Business
Some careers are flourishing
01:00 AM EST on Sunday, November 16, 2008
KANSAS CITY, Mo. — It’s often said someone makes money even in a bad economy.
Cody Bass just didn’t know how much.
“A hundred thousand dollars,” the 22-year-old college senior said.
That’s the annual salary that Bass — who is still a semester away from receiving his bachelor’s degree from the Missouri University of Science and Technology in Rolla — is to be paid for his first job out of college.
That, he said, doesn’t even include the $7,500 he’ll be given in moving expenses. Or the $20,000 he’s getting upfront as an early signing bonus. Or the $25,000 “impact bonuses” he said he was told to expect for each of the first two years he is on the job.
Total package for his first year in his first real job: $145,000-plus.
“I was shocked,” Bass said.
But such are the rewards of picking the right college major even in these shaky economic times.
For Bass, that is petroleum engineering, a job for which starting salaries in the expanding business now average $85,000 to $95,000, with offers often coming a year or more before the end of college.
Whereas workers in some industries are being laid off by the thousands, in others — such as engineering, accounting, nursing, pharmacy and, as the cost of shipping by truck has risen, railroads — the watchword is “hired,” not “fired,” as new employees are being promised high-paying jobs sometimes more than a year before graduation.
ACCOUNTING: Nationwide, college accounting programs are booming, filled to capacity, growing and taking on more faculty.
“As it turns out, accounting is rather resilient in good and bad times,” said Steve Limberg, director of the master’s of accounting program at the University of Texas, Austin, one of the premier programs in the nation. “In good times, people want to know how to manage their prosperity. In bad, they want to know how to manage their cost saving.”
At schools including the University of Missouri, the University of Kansas and Kansas State University, the job placement rates for accountants before graduation now range between 95 percent and 100 percent.
Some students, such as Kansas State fifth-year senior Jessalyn Dean, 23, are receiving full-time job offers as much as 18 months before graduation. First-year salaries frequently are $45,000 and up.

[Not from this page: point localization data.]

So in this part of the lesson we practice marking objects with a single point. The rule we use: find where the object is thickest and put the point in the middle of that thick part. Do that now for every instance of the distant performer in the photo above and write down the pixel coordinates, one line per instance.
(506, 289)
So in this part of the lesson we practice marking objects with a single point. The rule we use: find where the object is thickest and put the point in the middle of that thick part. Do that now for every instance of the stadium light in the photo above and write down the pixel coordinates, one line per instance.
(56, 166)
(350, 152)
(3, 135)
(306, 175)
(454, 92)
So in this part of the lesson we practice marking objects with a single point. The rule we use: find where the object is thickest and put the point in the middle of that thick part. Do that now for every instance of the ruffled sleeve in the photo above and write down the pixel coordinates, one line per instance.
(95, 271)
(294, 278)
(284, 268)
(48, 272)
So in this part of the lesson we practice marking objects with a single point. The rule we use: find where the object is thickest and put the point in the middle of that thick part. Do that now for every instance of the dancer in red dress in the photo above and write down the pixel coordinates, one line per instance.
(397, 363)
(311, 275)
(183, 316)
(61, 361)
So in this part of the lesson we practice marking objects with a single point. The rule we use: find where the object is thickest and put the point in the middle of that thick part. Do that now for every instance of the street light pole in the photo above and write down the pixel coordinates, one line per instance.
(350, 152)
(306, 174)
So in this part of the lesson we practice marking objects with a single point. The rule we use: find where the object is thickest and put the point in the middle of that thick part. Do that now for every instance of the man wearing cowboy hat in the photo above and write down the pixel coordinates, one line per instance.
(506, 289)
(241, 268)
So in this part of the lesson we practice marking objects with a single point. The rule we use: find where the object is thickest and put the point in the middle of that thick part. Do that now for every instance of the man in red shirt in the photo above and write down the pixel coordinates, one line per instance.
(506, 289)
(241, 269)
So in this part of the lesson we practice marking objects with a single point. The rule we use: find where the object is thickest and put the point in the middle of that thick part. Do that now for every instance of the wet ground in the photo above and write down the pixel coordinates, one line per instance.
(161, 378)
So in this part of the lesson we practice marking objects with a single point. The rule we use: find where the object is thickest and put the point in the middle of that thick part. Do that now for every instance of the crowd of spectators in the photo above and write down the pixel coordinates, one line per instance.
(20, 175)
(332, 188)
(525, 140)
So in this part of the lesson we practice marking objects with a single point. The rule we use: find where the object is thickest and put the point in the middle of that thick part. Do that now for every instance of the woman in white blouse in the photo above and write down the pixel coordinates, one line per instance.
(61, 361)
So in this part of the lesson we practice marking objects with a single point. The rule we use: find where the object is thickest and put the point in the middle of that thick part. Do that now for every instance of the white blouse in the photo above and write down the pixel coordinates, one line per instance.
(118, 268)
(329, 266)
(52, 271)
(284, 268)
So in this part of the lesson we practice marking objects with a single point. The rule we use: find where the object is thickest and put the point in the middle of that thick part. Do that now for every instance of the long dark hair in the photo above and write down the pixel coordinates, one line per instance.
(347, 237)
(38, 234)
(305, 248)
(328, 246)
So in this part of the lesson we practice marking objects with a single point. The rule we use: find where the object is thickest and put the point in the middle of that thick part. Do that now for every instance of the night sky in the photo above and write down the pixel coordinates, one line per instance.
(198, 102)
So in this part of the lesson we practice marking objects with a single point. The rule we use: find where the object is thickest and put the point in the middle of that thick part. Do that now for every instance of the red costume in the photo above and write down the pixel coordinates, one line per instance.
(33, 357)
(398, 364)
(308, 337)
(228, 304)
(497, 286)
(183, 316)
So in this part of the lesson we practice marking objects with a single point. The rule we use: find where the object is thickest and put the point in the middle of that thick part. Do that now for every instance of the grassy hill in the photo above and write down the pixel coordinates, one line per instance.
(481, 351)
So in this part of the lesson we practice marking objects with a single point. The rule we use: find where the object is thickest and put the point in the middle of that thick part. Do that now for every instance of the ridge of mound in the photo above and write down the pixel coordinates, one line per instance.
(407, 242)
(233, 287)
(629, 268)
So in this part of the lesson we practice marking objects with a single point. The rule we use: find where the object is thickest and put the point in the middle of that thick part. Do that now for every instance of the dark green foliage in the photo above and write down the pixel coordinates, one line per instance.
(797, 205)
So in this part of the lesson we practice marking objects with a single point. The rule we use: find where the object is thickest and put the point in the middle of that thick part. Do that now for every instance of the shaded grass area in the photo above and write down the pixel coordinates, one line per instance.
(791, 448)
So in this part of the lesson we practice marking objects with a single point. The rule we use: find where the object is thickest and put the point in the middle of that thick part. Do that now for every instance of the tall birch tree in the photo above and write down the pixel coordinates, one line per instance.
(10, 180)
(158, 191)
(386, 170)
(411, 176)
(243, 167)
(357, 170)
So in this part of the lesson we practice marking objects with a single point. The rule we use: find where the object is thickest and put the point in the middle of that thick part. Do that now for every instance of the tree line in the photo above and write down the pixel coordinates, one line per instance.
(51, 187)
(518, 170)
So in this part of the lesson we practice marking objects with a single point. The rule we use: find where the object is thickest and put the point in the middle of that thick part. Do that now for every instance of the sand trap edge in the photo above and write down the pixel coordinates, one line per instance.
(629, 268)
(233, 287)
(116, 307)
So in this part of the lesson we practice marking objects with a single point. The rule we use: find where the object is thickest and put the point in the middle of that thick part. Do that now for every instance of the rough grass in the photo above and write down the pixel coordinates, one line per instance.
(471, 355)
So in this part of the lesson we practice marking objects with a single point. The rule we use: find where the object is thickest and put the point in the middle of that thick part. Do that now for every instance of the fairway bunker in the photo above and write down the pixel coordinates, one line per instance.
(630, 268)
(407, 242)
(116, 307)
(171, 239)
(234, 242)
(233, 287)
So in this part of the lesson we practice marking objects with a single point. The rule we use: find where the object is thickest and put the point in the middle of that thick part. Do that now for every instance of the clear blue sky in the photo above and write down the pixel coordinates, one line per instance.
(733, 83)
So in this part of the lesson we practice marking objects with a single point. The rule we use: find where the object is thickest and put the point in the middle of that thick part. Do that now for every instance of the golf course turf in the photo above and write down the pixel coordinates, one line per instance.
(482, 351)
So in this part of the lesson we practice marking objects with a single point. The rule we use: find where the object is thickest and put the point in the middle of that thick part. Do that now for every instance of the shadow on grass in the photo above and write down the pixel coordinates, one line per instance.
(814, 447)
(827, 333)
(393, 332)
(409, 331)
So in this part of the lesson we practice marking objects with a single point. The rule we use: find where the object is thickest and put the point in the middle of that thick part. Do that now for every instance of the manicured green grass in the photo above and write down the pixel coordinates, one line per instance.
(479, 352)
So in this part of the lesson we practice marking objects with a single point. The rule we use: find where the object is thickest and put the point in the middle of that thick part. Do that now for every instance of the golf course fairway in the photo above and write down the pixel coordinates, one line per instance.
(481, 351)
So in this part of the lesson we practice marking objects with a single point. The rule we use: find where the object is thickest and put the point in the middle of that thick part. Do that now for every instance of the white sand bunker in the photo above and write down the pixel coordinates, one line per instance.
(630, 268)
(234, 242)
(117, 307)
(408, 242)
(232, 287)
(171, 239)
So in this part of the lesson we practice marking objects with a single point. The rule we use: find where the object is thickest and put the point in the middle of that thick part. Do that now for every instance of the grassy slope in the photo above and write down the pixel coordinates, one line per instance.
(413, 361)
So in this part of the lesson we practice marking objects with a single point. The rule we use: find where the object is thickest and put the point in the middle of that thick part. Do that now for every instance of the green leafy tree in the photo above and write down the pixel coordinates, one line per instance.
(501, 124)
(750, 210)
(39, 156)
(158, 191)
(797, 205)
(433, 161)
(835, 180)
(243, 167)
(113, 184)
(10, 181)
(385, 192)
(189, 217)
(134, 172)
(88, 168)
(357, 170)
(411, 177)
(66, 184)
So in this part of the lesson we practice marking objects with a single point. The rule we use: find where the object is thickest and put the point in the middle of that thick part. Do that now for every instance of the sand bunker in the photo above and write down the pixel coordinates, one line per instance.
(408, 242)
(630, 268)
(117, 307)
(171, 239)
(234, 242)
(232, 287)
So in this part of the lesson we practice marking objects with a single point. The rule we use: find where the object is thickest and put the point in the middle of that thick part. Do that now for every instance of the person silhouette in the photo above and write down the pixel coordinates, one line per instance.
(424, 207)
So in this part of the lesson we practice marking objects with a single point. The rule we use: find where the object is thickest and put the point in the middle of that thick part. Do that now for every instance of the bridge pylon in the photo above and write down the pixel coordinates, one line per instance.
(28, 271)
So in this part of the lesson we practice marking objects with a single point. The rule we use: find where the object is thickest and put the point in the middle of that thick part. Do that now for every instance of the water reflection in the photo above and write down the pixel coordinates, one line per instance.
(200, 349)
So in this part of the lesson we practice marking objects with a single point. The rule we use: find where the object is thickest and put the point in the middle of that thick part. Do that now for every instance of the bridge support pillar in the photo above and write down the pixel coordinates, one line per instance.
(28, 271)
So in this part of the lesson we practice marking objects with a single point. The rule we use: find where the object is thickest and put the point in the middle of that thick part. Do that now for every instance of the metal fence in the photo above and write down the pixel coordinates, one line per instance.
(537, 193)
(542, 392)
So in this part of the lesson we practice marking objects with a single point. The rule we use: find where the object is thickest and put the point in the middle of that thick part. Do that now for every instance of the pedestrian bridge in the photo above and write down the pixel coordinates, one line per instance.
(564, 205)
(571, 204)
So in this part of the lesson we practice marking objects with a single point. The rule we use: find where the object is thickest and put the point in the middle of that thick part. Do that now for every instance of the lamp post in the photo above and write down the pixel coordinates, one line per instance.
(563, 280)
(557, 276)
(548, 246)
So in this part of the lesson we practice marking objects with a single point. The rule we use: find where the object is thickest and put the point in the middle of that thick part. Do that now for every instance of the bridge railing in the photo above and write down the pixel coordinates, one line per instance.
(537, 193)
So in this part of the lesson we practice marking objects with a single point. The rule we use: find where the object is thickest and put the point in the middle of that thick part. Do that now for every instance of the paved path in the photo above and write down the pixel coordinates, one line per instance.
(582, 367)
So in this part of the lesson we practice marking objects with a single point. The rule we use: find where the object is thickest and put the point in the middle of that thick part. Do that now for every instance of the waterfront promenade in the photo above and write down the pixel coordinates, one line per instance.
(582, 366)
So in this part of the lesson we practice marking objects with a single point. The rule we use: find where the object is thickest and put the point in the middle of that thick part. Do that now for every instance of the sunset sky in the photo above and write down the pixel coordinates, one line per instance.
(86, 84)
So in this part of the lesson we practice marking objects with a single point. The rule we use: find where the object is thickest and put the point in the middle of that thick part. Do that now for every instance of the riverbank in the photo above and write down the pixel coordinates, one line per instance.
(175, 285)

NURSING: “You’re going to get a job, a good job with almost guaranteed lifelong job security,” said Karen Miller, senior vice chancellor and dean of the University of Kansas School of Nursing.
Starting salaries with a four-year nursing degree: About $50,000. The reason is the aging population. The job situation is similar for the other allied health professions, including occupational or physical therapy.
PHARMACY: Becoming a pharmacist requires an advanced degree. But, again, the aging population has resulted in a nationwide shortage in pharmacists. That has caused first-time salaries to bulge well into the six figures.
Beyond offering high salaries, some companies, he said, are wooing young pharmacists with offers to pay off their student loans.
RAILROADS: Conductors, brakemen, electricians, signalmen, locomotive engineers, track workers: all are in high demand in the railroad industry, which in recent years has started booming again as gas prices have risen and the industry itself has experienced a number of retirements.
Over the entire industry, the call is to hire some 40,000 new railroad employees over the next six years, according to the Association of American Railroads.